The Mars Volta - schon seit langen Jahren handelt es sich hierbei um Musik für Liebhaber, Hinhörer und Konsumenten abseits der großen Masse. Und jedes Mal, wenn sie ein neues Album veröffentlichen, freue ich mich und sage mir: "Es ist schön, dass solche Bands trotz eines ausbleibenden, großen kommerziellen Erfolgs weiter ihrer Philospohie folgen, ihrem Stil treu bleiben."

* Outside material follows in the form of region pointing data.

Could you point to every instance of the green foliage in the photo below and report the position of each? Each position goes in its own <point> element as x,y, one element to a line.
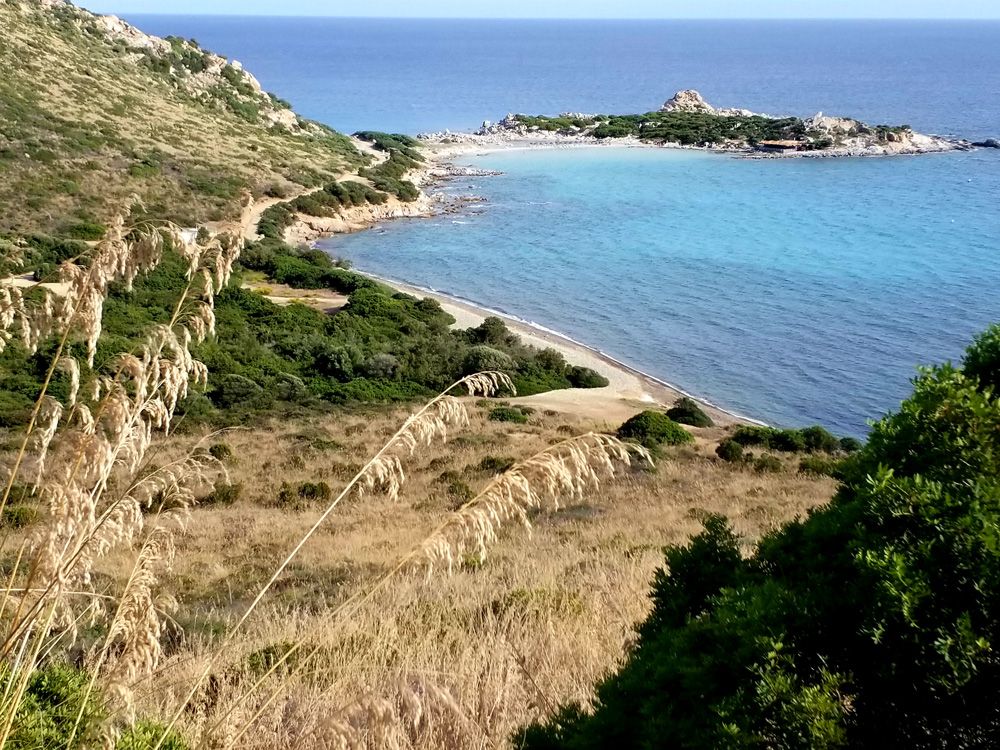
<point>653,429</point>
<point>982,360</point>
<point>821,466</point>
<point>508,414</point>
<point>688,411</point>
<point>729,450</point>
<point>18,515</point>
<point>147,735</point>
<point>872,623</point>
<point>304,492</point>
<point>85,230</point>
<point>584,377</point>
<point>223,493</point>
<point>810,439</point>
<point>496,464</point>
<point>49,709</point>
<point>220,451</point>
<point>767,464</point>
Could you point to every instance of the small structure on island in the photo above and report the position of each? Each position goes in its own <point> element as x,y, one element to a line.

Auf den 65 Minuten ihres neuen Longplayers "Noctourniquet" findet man Songs zwischen Rock und Alternative-Pop, die alles andere als allgemeintauglich sind - wenn man mal von der balladesken Hälfte des ruhig basierten Songs "Empty Vessels Make The Loudest Sound" absieht, den fiese Gitarrensounds aber später aus der Schönheit zerren. Mal warten sie mit extremen Elektro-Bässen auf, mal mit schrägen Klangwelten, mal mit energetischen Ausbrüchen. Nur zu gerne wiederhole ich mich selbst aus einer älteren Rezension: Um ein Album von The Mars Volta bewerten zu können, muss man es komplett durchhören, denn in jeder Sekunde könnte es Überraschungen bereit halten. Das neue Werk der Band-Köpfe Omar Rodriguez-Lopez (Kreativkopf/Songschreiber/Gitarrist) und Cedric Bixler-Zavala (Texte/Gesang) bietet wieder ungewöhnliche Rockmusik, aber das ist man von Alben wie "Amputechture" (2006) und "Octahedron" (2009) ja bereits gewohnt. Man muss aber schon ein (alter oder neu gewonnener) Liebhaber sein, um die Songs und Alben der Band ins Herz zu schließen - oder man lernt sie durch Zufall kennen und lieben. Die meisten der Menschen, die ich kenne, könnten mit dieser Musik gar nichts anfangen - die meisten der Menschen, die ich nicht kenne, sicherlich auch nicht. Und doch ist die Musik von The Mars Volta alles andere als bedeutungslos - sie ist schwer zugänglich, komplex und wild strukturiert, wirkt aber nie willkürlich, im Gegenteil, stets zielgerichtet. Die Jungs aus El Paso in Texas machen es einfach, sie zu verabscheuen - sie lassen aber auch eine nicht zu kleine Nische offen, sie zu lieben mit all ihren wilden Sounds, wirren Momenten und schrägen Ideen abseits jeder Norm. Im Fazit schneidet "Noctourniquet" ab wie erwartet - und dies ist hier eher ein Lob, bewegen sich The Mars Volta doch seit Anbeginn auf hohem Niveau im Niemandsland zwischen den Stilen, zwischen Mainstream und Nische, zwischen Rock und Unrockbar. Weiterhin eine Band, die auf hohem Niveau spaltet und einfach ihr Ding durchzieht. Sehr interessant!